Switch to Database workbench β†’ Weighting:

  1. Select exactly one table and one or more columns in the metadata scope.
  2. Review selected columns in the Weighting tab.
  3. Click Create weighting.
  4. Configure sampling:
  5. sample_size (default 1000)
  6. sampling_mode (deterministic or fresh)
  7. include_nulls (true / false)
  8. Set file name and create.

Output:

  • One selected column β†’ .wgt.csv
  • Multiple selected columns β†’ .wgt.ent.csv
Weighting tab in Database workbench
Weighting tab: selected weighting scope and create action
Weighting creation wizard from database metadata
Weighting wizard: sampling options and naming

7. Review schema drift in Schema history

Use Database workbench β†’ Schema history to review detected metadata changes across snapshots before regenerating artifacts.
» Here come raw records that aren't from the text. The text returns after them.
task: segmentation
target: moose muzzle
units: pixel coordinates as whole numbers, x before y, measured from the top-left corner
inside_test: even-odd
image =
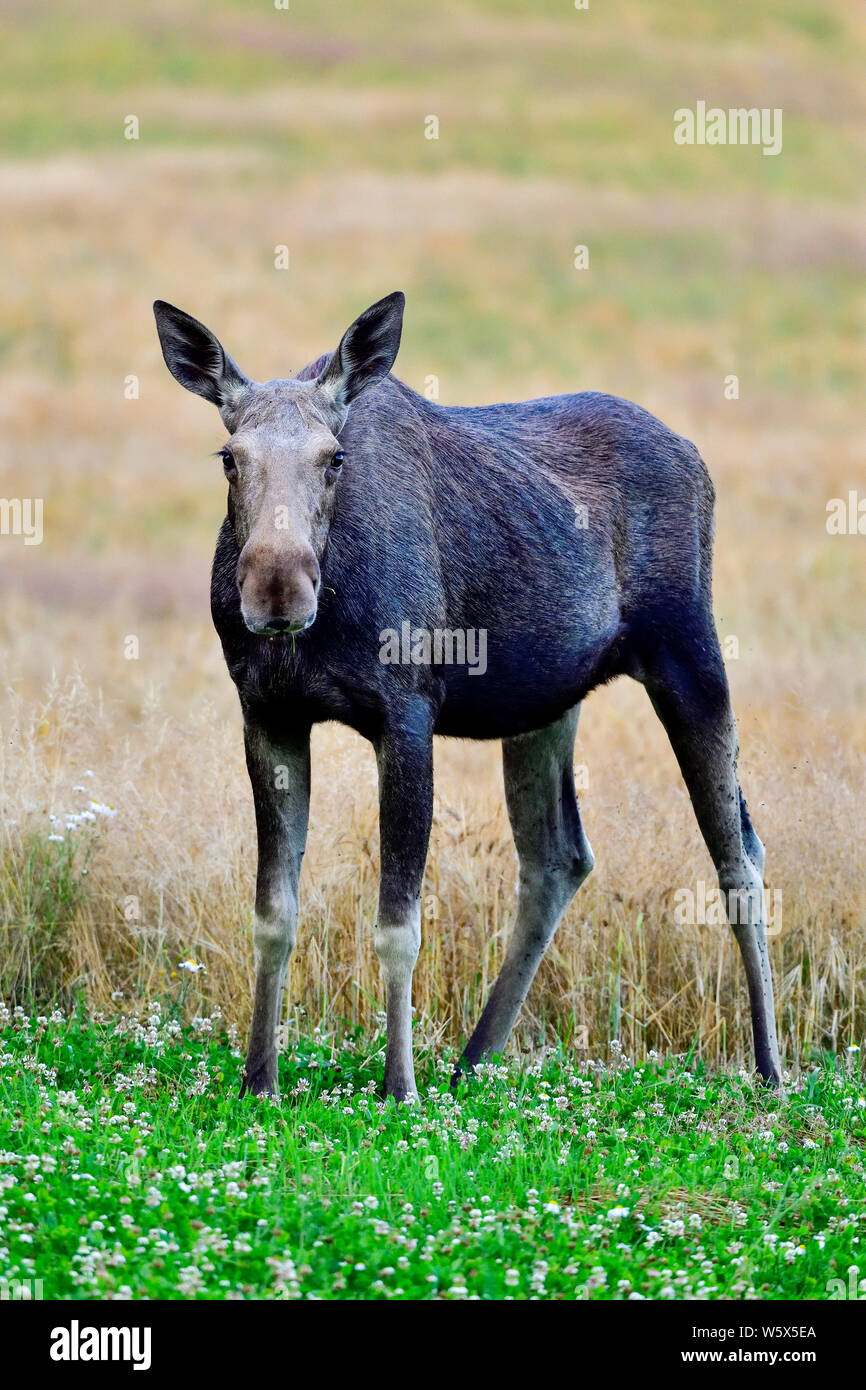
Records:
[[[319,562],[309,546],[286,551],[250,537],[241,551],[238,589],[250,632],[303,632],[315,620],[319,584]]]

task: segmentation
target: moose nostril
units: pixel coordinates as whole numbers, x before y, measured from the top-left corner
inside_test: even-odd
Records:
[[[320,579],[319,562],[312,550],[302,556],[300,567],[304,574],[306,574],[313,588],[318,589]]]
Schema history and drift in Database view
Schema history: drift detection and snapshot comparison

8. Review and refine created artifacts

  • Model flows create a new DATAMIMIC model file (.xml).
  • Weighting flow creates a weighting file (.wgt.csv or .wgt.ent.csv).
  • Continue refinement in the Editor (keys, generators, scripts, converters, and targets).

Typical generated <reference> outputs from database metadata flow:

1
2
3
4
<reference name="fk_line_order" source="sourceDB" sourceType="sales.order_header">
    <field target="order_id" sourceKey="ORDER_ID"/>
    <field target="tenant_id" sourceKey="TENANT_ID"/>
</reference>
1
2
3
4
<reference name="fk_site" source="data/site_pref.wgt.ent.csv" weightColumn="sample_weight">
    <field target="site_ref" sourceKey="site_id"/>
    <field target="region_ref" sourceKey="region_code"/>
</reference>

9. Set realistic expectations for recommendations

  • Database View recommendations are assistive and continuously improving.
  • For complex schemas and production anonymization scenarios, expect manual adjustment of generated models.
  • Use project-specific review criteria to validate PII decisions, relationship handling, and business constraints before rollout.
  • Plan iterative hardening cycles as metadata or source schema evolves.

For complete <reference> behavior and mapping semantics, see Data Definition Model - Advanced Elements.